Before plumbing the depths of open source software, however, I want to speak about Scala. Scala is becoming the de-facto language for big data analytics. Many big data tools are designed for Scala (Spark being the most famous). Its native interoperability with Java gives it access to the entire Hadoop ecosystem, without having to actually write Java code.

Scala's lack of a mature plotting library is thus particularly surprising. Of course, writing a good, cross-platform plotting library is difficult. Matplotlib, for instance, has 18,000 commits. At a conservative five hours per commit, that's the equivalent of ten people working 24 hours a day for an entire year. I am therefore very excited about the new Scala Plotly client: by offloading all the hard work of actually drawing dots on a screen onto an existing service or a JavaScript library, we can short-circuit the difficult (and frankly boring) parts of writing a library: writing backends that will work on different systems.

The client is still in early stages, specially compared to other Plotly clients. Take a look at the examples page for an idea of what it can do.

Let's look at a more concrete example. I have analyzed just shy of 22 million commit messages for GitHub repositories in 17 different languages to try and identify how languages correlated with people's use of swear words.

To show how the client works, let's write a function that takes an array of languages and an array denoting the fraction of commits with swear words for that language.
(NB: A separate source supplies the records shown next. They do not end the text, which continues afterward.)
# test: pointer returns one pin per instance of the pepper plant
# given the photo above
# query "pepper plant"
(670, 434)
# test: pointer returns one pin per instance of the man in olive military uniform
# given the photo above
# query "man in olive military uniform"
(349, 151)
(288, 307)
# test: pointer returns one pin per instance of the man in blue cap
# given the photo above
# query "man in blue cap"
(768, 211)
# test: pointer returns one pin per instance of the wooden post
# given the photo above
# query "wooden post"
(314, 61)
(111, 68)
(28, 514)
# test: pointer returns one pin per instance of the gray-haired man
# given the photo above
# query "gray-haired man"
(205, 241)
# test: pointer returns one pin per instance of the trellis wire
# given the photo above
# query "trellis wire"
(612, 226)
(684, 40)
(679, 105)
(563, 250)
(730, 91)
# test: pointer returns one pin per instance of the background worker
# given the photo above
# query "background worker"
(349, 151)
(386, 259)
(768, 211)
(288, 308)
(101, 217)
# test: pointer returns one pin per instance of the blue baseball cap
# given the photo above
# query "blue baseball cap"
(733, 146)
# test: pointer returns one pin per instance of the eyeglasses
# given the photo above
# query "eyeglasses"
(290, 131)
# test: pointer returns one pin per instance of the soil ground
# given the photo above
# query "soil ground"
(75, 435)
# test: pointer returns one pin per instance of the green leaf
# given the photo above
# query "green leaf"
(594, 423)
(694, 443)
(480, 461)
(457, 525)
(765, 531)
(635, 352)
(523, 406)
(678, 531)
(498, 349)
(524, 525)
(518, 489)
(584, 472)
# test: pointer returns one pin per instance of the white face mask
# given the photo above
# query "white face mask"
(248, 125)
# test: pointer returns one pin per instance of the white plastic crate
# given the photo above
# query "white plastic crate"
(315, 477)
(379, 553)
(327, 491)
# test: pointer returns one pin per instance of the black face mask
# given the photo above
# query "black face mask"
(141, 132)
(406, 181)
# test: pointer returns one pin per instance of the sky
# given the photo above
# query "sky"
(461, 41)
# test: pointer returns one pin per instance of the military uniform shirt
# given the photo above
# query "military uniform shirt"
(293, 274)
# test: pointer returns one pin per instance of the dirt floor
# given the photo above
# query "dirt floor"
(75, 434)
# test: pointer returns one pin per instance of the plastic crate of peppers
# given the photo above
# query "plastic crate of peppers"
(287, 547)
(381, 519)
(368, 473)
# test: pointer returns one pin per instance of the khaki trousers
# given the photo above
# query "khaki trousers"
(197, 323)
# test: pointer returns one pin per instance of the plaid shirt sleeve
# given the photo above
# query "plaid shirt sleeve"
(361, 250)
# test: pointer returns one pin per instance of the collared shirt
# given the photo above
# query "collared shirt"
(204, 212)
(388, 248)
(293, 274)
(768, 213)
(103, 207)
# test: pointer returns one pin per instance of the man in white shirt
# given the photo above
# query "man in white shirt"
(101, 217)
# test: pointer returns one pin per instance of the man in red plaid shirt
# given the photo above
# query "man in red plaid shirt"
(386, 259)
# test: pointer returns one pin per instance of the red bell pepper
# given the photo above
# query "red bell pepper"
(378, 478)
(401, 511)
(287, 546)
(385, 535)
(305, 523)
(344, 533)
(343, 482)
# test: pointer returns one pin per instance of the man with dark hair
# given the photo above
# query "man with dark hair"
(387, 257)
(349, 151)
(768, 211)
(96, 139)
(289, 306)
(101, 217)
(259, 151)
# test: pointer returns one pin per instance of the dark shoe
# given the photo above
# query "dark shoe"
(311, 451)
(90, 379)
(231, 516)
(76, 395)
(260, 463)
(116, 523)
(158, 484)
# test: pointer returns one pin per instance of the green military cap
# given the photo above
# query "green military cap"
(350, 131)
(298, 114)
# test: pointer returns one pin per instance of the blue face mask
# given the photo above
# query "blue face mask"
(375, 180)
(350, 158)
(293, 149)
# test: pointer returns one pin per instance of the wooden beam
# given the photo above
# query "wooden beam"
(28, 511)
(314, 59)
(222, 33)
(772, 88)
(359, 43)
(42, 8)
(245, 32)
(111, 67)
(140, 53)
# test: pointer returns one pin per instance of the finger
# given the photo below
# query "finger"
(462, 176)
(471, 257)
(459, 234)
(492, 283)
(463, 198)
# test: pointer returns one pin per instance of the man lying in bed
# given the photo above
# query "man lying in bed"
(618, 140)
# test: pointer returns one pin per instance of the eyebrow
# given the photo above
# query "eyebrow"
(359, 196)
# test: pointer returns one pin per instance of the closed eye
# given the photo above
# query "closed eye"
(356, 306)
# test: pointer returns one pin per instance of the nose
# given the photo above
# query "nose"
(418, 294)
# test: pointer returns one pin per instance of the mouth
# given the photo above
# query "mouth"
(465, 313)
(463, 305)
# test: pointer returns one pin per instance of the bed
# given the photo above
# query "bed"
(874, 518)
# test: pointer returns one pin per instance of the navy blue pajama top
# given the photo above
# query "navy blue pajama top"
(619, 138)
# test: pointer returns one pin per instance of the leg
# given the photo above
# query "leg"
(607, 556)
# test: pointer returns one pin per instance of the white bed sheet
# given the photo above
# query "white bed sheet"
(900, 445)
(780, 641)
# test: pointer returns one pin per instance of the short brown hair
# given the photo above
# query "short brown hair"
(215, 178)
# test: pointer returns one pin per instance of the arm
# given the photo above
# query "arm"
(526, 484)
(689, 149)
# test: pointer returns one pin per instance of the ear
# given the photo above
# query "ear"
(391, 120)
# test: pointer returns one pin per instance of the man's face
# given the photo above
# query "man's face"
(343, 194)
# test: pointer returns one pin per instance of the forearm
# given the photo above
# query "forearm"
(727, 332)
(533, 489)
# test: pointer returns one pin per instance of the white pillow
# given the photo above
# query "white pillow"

def plotSwearWordBars(languages: Iterable[String], fractions: Iterable[Double]): PlotFile = {

  // Avoid having tiny numbers
  val swearyCommitsPer100k = fractions.map { _ * 1e5 }

  // Define a plot
  val p = Plot()
    .withBar(sortedLanguages, swearyCommitsPer100k,
      BarOptions().marker(
        MarkerOptions()
          .color(230, 184, 175)
          .lineColor(67, 67, 67)
          .lineWidth(1)
      )
    )
    .yAxisOptions(AxisOptions()
      .title("Number of 'sweary' commit messages / 100,000 commits")
    )

  // Embed the plot in a figure
  val figure = Figure()
    .plot(p)
    .title("Frustrating programming languages")

  // Send the figure to Plotly
  draw(figure, "fraction-sweary-commits")
}

I hope this example shows that the client aims to expose a declarative, functional interface to Plotly. It should make Scala developpers feel right at home. This is an exciting project, partly because it can have a large impact on the Scala community, and partly because drawing nice pictures is really fun. It is an open source project driven by the engineering team at ASI Data Science. We really encourage contributions.

If you want to read some sweary commit messages for fun or profit, I have made all the commit messages with swear words available at, e.g. sweary-commits.scala4datascience.com/JavaScript.json (just replace Scala.json with the language of your choice). The files are structured such that each line is a valid JSON object.

Data science is all about visualization, so let's make a library that rivals Matplotlib!